A bill that creates a commission to evaluate state tax incentives won’t include oversight from the state auditor’s office, Speaker of House Jeff Hickman said Wednesday.
Authored by Hickman, R-Fairview, House Bill 2182 would add a new level of oversight to Oklahoma’s tax incentive system. The bill would create a seven-member Incentive Evaluation Commission charged with reviewing incentives every four years.
Members of the commission would include the director of the Office of Management and Enterprise Services, the state treasurer, the secretary of the Oklahoma Department of Commerce and the chairman of the Oklahoma Tax Commission. The incentive commission would also include an economist representing an Oklahoma institution of higher education, the president of the Oklahoma Professional Economic Development Council and a layperson.
Language in the bill would allow the commission to contract with a private company or academic institution to “assist with evaluation of each incentive.”
But state Auditor and Inspector Gary Jones said there was no good reason to hire outside help to review tax incentives. Instead, Jones said, the commission should use his office.
For several weeks now, Jones has lobbied lawmakers to change the bill and have the auditor and inspector’s office perform the evaluations.
“Virtually every other state has the state auditor doing this,” Jones said. “It’s OK to have a subcommittee approve it and it’s OK to have the commission set the criteria, but you need a neutral set of eyes reviewing them (tax incentives).”

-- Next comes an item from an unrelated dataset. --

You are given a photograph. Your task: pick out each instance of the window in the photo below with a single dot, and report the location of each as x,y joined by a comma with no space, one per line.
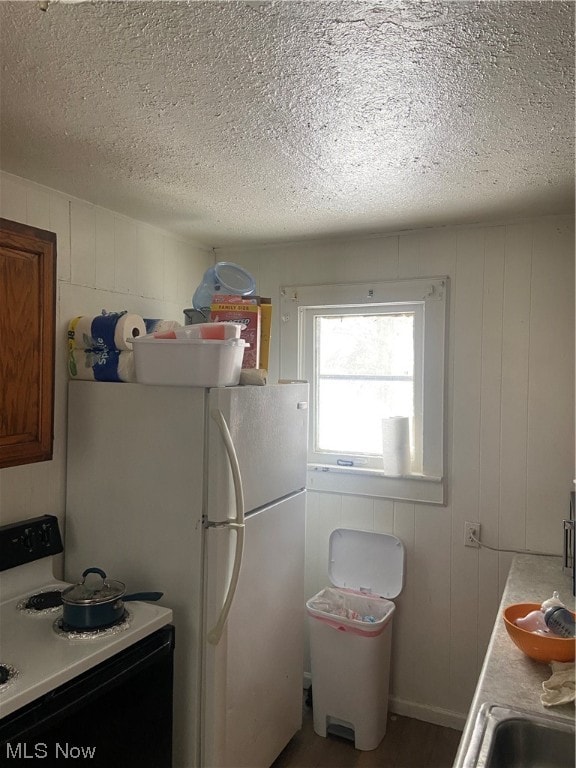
374,357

The bill comes in wake of a reported dispute between the auditor and the office of State Treasurer Ken Miller over bidding practices by the state pension commission.

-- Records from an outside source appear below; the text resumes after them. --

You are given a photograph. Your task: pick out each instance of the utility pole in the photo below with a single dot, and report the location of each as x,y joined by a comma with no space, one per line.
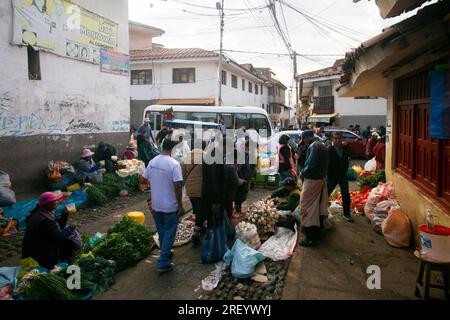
295,77
219,7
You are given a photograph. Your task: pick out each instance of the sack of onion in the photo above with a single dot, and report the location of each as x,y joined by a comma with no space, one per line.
263,214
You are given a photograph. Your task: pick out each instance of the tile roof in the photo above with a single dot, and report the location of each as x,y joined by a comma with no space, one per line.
167,54
336,69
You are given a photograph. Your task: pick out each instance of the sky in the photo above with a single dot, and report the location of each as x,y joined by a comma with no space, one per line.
330,28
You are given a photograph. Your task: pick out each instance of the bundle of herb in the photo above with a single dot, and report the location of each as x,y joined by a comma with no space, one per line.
117,248
136,234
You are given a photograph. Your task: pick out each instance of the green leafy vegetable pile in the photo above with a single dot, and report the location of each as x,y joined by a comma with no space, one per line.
98,270
373,180
136,234
110,188
127,242
51,286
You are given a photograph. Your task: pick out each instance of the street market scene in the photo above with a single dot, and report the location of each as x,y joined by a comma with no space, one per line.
306,159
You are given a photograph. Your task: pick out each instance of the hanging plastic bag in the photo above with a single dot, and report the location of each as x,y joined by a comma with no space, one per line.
397,229
370,165
248,234
281,245
243,260
215,245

“I want to take politics out of the bill,” Hickman said, without elaborating.
An amendment to HB 2182 would require the auditor and inspector’s office to perform the evaluations. That amendment, authored by state Rep. Mike Ritze, R-Broken Arrow, would replace the outside contractor with the auditor’s office.
Ritze said he wrote the amendment because there was no need to pay for outside help when the state was facing a $611 million budget shortfall.
“Why do we have to pay some outside auditor that’s going to charge an enormous amount of money?” Ritze said. “Our auditor has all the resources to do this.”
Using the state auditor’s office, Ritze said, makes evaluations more transparent.
“We need to make sure that anything we do when it comes to the people’s money has good oversight by statewide elected officials,” Ritze said.
Still, while Jones and Ritze have pushed for changes to the measure, Hickman, the House Speaker, said it’s doubtful the auditor’s office would be included in the final version of the measure. Instead, Hickman said he would amend the bill to remove all statewide elected officials from the commission and replace them with business and industry officials who haven’t received any incentives.
Hickman said the measure could be heard by the full House as early as Wednesday.